Meme kanserinden bir örnek vereyim. Başarılı bir ameliyat sonrasında 4 - 6 ay kemoterapi yapılmasını öneririz. Kanserin tekrarlamasını önlemek için yapılan bu tedavi, adjuvan kemoterapi adını alır. Her üç haftada bir kez bir doz kemoterapi verilir. Yapılan çalışmalara göre meme kanserinde kadınların dörtte biri bu önerilen süreyi doldurmadan kemoterapiyi bırakıyorlar. Bunun da asıl nedeni, yan etkiler. Tabii bunun içinde bulantı ve kusmanın çok önemli bir yeri var. Hastaların hayat kalitelerini değerlendirmeleri istendiğinde eğer bulantı ve kusmayı kemoterapiden sonra engellerseniz, hayat kalite değerlendirmelerinin kemoterapi öncesinden farksız çıktığını görüyorsunuz. Ama bulantı ve kusma varsa tedaviye başladıktan üç gün sonra hayat kalitelerinin üçte bir kötüleştiğini söylüyorlar. Dolayısıyla bir yan etki korkusu var.
Sosyal izolasyon çok sık görülen bir sorun mu?
Kanser, hastanın ailesi eşi ve çocuklarıyla sorun yaşamasına yol açabilir. Hastalar bu sorunu ailesiyle nasıl konuşacağı konusunda sıkıntılar yaşayabiliyor.
Kemoterapiden sonra hasta ne kadar süre sonra günlük yaşamına geri dönebilir?
Örneğin erken evre meme kanseri söz konusuysa genelde meme koruyucu bir ameliyat öngörülür. Yani tümör alınır ama memenin geri kalanı kalır. Bunun kozmetik iyileşmesi oldukça hızlıdır. Saçın geri gelmesi epey sürebilir ama sonuçta geri gelir. Yorgunluk birkaç ay sürecektir ama o da düzelecektir. Genelde 4 - 6 ay sürer bu süreç.
Peki cinsel yaşamına tedaviden ne kadar sonra geri dönebilir?
Cinsel olarak en çok zarar gören şey vücut imajıdır. Kadın, ''Eşim beni hâlâ cazip buluyor mu?'' diye düşünür. Ama araştırmalara göre bu çok büyük bir sorun değil. 30 - 40 yaşındaki kadınlar için en büyük sorun ise ani menopozdur. Bu da düzelir fakat olduğu süre zarfında çok ağır menopoz belirtileri görülür. Sıcak basmaları gibi belirtiler kadınların hayat kalitesini bozar.
Kanser, çiftlerin ilişkileri üzerine belirli bir stres faktörü getirir. Özellikle kanser olan taraf, eş üzerindeki etkiyi fazlasıyla abartabilir.
Ama kişi, 3 - 6 ay içinde normal cinsel yaşamına dönebilir.
Kemoterapi sonrası görülen saç dökülmesi kadın hastaların tedaviyi bırakmasında etkili oluyor mu?
Saç kaybı aslında her kemoterapinin bir sonucu değildir.
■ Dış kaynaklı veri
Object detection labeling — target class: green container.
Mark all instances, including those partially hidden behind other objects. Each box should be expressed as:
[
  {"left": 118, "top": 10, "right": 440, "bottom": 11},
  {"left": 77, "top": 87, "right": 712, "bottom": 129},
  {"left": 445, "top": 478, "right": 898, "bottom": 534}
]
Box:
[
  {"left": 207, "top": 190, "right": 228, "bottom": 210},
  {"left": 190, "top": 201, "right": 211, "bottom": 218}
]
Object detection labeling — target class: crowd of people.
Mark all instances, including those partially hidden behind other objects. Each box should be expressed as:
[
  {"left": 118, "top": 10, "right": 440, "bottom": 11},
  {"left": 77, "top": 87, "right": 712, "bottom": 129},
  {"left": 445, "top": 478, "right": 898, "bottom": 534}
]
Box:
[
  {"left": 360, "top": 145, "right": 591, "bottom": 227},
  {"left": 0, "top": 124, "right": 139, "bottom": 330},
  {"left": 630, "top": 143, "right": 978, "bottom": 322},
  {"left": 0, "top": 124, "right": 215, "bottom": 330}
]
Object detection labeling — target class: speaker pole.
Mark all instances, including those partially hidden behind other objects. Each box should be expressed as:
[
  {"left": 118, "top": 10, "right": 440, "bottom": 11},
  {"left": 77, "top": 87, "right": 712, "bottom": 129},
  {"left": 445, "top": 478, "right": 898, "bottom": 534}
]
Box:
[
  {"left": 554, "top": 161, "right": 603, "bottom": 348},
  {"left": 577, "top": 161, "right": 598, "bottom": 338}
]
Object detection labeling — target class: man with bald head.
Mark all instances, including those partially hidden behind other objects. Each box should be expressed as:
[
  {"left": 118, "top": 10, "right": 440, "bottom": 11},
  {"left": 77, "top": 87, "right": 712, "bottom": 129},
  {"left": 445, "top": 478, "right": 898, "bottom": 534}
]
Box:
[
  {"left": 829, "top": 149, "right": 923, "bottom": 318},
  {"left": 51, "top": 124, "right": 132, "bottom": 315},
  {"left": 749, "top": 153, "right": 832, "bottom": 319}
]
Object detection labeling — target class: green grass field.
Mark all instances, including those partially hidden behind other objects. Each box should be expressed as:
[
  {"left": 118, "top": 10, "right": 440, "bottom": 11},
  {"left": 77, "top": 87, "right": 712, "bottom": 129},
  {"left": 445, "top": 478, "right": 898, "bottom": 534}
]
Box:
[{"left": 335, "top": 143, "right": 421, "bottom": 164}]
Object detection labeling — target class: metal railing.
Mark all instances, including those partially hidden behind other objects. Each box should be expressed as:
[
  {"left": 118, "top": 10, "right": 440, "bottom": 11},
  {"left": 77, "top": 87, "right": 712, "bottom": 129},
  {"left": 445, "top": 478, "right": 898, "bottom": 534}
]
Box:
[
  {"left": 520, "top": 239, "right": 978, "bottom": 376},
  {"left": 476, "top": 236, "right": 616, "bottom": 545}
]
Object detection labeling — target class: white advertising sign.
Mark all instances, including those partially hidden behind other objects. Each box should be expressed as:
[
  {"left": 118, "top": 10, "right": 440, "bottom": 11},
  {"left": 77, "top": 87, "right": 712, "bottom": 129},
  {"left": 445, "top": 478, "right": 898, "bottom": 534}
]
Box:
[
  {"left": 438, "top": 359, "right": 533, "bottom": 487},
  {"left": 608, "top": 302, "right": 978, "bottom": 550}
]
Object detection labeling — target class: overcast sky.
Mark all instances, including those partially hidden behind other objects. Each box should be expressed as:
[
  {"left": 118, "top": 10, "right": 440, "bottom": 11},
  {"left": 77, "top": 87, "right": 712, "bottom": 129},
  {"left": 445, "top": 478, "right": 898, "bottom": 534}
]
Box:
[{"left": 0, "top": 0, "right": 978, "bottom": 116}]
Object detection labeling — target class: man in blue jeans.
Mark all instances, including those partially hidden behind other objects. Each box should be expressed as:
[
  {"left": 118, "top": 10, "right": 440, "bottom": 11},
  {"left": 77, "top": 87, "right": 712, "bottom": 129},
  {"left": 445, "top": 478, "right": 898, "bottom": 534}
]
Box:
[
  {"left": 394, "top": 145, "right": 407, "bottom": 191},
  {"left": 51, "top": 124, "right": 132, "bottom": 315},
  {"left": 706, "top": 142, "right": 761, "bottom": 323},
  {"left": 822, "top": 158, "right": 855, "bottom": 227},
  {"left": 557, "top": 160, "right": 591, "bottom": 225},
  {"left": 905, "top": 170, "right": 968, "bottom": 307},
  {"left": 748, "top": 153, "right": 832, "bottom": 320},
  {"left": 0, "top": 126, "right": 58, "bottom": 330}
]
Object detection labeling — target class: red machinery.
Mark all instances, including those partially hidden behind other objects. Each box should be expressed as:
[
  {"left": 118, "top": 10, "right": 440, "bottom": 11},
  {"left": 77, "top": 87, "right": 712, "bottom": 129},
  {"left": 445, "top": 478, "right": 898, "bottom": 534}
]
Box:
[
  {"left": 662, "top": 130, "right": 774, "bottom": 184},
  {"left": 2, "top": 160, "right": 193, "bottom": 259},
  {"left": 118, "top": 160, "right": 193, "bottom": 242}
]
Ama olduğunda ne yazıkki bunu önleyecek elimizde yeterince etkin tedavi seçeneklerimiz yok.
Saç kaybı hem kadını hem de erkeği etkiler. Ama daha önceden erkek tipi saç dökülmesi olsa bile kemoterapide dökülen saç, erkeğin imajını çok yaralıyor.
Saç kaybı, kemoterapinin birinci küründe hemen ortaya çıkar. Dolayısıyla tedaviyi bırakmak için bir neden olmaz. Ama tedaviye hiç başlamamak için bir neden olabilir. Bir de insanlar artık saçlarının geri geleceğini ve bunun geçici bir kayıp olduğunu biliyorlar. Bu sorunla bizim tahmin ettiğimizden daha iyi başa çıkıyorlar.